1657 : Ouverture de la porte Mazarine avec l’autorisation de Mazarin. Le 17 novembre, le Cardinal Mazarin, alors abbé de Saint-Victor donne l’autorisation d’ouvrir dans les remparts une nouvelle porte (la porte Mazarine). 1673 : construction d’un premier réservoir « pour tenir les eaux qui viennent de la fontaine de Candis et pour se rendre de la serve à la fontaine qui coule en dessous de la place ». En 1666, Pierre de Puget, évêque de Marseille, limite les prérogatives de la Maison du Saint Esprit.
Une délibération des Consuls, en 1680, règle l’organisation des processions aux chapelles rurales. A cette époque grâce aux nombreux ecclésiastiques prédicateurs éminents et moines, le village devient un centre intellectuel pour la région. C’est en 1686 qu’une transaction entre la famille de Boyer de Bandol et l’Abbé de Saint Victor pour la création d’un bourg et son érection en paroisse. C’est le prélude à la naissance de Bandol.
1715 : La Cadière est amputée d’une partie de son territoire pour créer la commune de Bandol. L’acte de fondation de Bandol date de 1715. (Il est question pour la première fois des vins de Bandol). Ce quartier rural, dans tous les textes anciens, porte successivement différentes dénominations dont : Bendorinum 1343 – Bendorin 1414 – Bendor 1613 – Bandol 1715. En 1749, Bandol est séparé définitivement de la commune de La Cadière et acquiert son indépendance.

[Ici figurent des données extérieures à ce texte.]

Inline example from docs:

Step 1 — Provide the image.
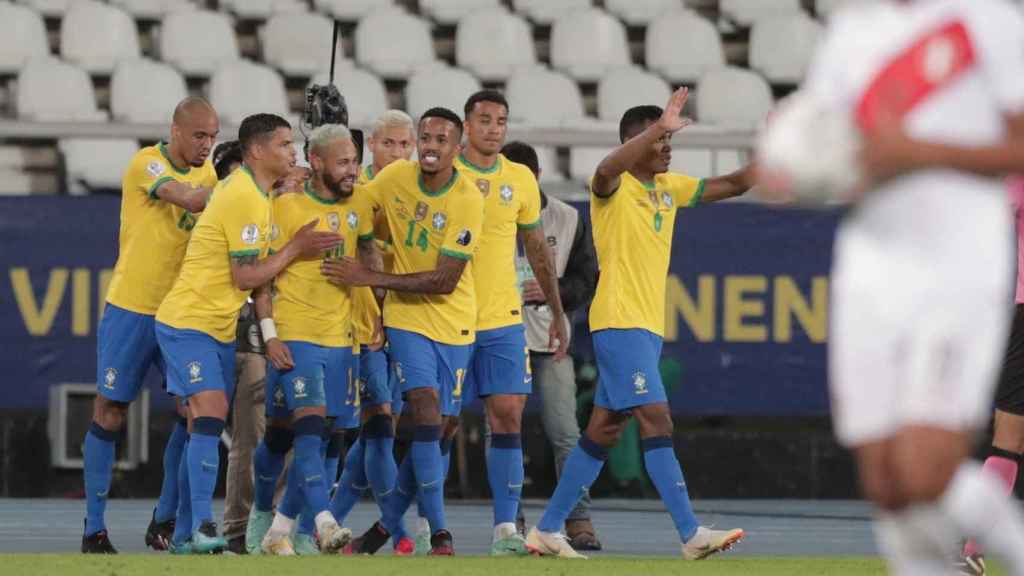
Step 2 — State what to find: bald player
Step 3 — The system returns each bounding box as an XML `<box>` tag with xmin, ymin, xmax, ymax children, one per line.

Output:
<box><xmin>82</xmin><ymin>97</ymin><xmax>220</xmax><ymax>553</ymax></box>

1720 – 1721, la peste qui ravage la Provence atteint Bandol, mais une nouvelle fois épargne l’agglomération de La Cadière. En 1742, l’autorisation est donnée par le Seigneur Abbé de Saint Victor de construire un cimetière au quartier rural de Saint-Cyr. 1763-1767 : construction d’un deuxième réservoir d’eau. 1770 (ou quelques années avant) : construction du « moulin des aires », il a été acquis par la commune en 1985, il est situé sur l’actuel terrain de jeu de « La Tour ». Le dernier Abbé de Saint Victor et en même temps le dernier seigneur temporel et spirituel de La Cadière, est un prince de Lorraine, mort en 1788.

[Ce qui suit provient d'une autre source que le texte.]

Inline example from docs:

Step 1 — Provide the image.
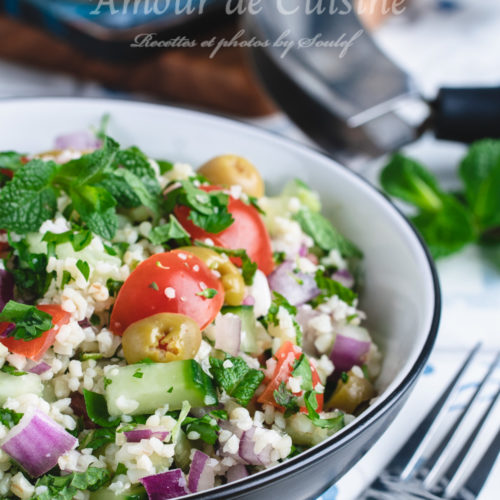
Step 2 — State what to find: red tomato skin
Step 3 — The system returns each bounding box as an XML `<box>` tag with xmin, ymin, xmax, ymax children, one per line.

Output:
<box><xmin>110</xmin><ymin>250</ymin><xmax>224</xmax><ymax>335</ymax></box>
<box><xmin>0</xmin><ymin>304</ymin><xmax>71</xmax><ymax>361</ymax></box>
<box><xmin>174</xmin><ymin>186</ymin><xmax>274</xmax><ymax>276</ymax></box>
<box><xmin>257</xmin><ymin>341</ymin><xmax>324</xmax><ymax>414</ymax></box>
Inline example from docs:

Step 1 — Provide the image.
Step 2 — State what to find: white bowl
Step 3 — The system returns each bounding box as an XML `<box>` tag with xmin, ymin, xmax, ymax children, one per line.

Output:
<box><xmin>0</xmin><ymin>98</ymin><xmax>440</xmax><ymax>498</ymax></box>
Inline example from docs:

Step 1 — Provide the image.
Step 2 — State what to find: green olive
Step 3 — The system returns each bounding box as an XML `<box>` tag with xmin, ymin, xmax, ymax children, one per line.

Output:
<box><xmin>198</xmin><ymin>155</ymin><xmax>264</xmax><ymax>198</ymax></box>
<box><xmin>122</xmin><ymin>313</ymin><xmax>201</xmax><ymax>364</ymax></box>
<box><xmin>326</xmin><ymin>371</ymin><xmax>375</xmax><ymax>413</ymax></box>
<box><xmin>182</xmin><ymin>247</ymin><xmax>245</xmax><ymax>306</ymax></box>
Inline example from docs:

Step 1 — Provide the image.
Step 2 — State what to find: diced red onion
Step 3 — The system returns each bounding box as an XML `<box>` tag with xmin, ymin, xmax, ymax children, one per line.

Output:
<box><xmin>226</xmin><ymin>464</ymin><xmax>248</xmax><ymax>483</ymax></box>
<box><xmin>268</xmin><ymin>261</ymin><xmax>319</xmax><ymax>306</ymax></box>
<box><xmin>28</xmin><ymin>361</ymin><xmax>50</xmax><ymax>375</ymax></box>
<box><xmin>140</xmin><ymin>469</ymin><xmax>189</xmax><ymax>500</ymax></box>
<box><xmin>1</xmin><ymin>410</ymin><xmax>78</xmax><ymax>477</ymax></box>
<box><xmin>188</xmin><ymin>450</ymin><xmax>215</xmax><ymax>493</ymax></box>
<box><xmin>332</xmin><ymin>269</ymin><xmax>354</xmax><ymax>288</ymax></box>
<box><xmin>330</xmin><ymin>334</ymin><xmax>370</xmax><ymax>373</ymax></box>
<box><xmin>238</xmin><ymin>427</ymin><xmax>272</xmax><ymax>465</ymax></box>
<box><xmin>242</xmin><ymin>295</ymin><xmax>255</xmax><ymax>306</ymax></box>
<box><xmin>124</xmin><ymin>426</ymin><xmax>169</xmax><ymax>443</ymax></box>
<box><xmin>0</xmin><ymin>269</ymin><xmax>14</xmax><ymax>312</ymax></box>
<box><xmin>215</xmin><ymin>314</ymin><xmax>241</xmax><ymax>356</ymax></box>
<box><xmin>54</xmin><ymin>130</ymin><xmax>102</xmax><ymax>151</ymax></box>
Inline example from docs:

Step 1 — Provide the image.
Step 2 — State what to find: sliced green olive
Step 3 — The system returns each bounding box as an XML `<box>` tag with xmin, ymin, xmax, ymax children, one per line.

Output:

Révolution et naissance du conseil municipal
En 1790, la cohabitation cléricale et seigneuriale cède la place à une municipalité élue : la première élection (7–8 février) instaure le conseil municipal moderne et le rôle du maire élu pour la commune naissante.
1793 – 1794 – 9 Floréal, 9 Ventose An II de la République : les biens de l’Église et des émigrés deviennent biens nationaux. Le procès verbal de l’inventaire des vases sacrés et autres argenteries des chapelles de La Cadière est dressé, et ceux-ci sont vendus au district du Beausset.
L’église de Saint-Cyr est érigée en paroisse en 1808 et en 1825, les hameaux de Saint-Cyr et des Lecques forment une commune indépendante.
Époque contemporaine : entre modernisation et renouveau
Les XIXᵉ et XXᵉ siècles sont marqués par l’aménagement de l’eau, l’éducation et la vie associative : Quatre réservoirs édifiés entre 1673 et 1852 assurent l’alimentation en eau.
1825 : Saint-Cyr-sur-Mer se détache, réduisant le territoire communal. Les associations de Pénitents, supprimées en 1790, sont réorganisées à La Cadière en 1825. Les corporations de métiers existent dans l’agglomération depuis le XVI° siècle.
1852 : décision de construire le quatrième réservoir ; les réservoirs sont encore utilisés actuellement. 1889 : l’école primaire s’installe dans les nouveaux locaux de la rue Paul Bert. 1935 : les jeunes de la commune réalisent le terrain de football et créent l’Union Sportive Cadiérenne. 1976 : construction du Foyer Logement sur l’emplacement de l’ancien hôpital Sainte-Marthe etc…
1889 : installation de l’école primaire dans la rue Paul Bert. 1935 : création du stade et de l’Union Sportive Cadiérenne.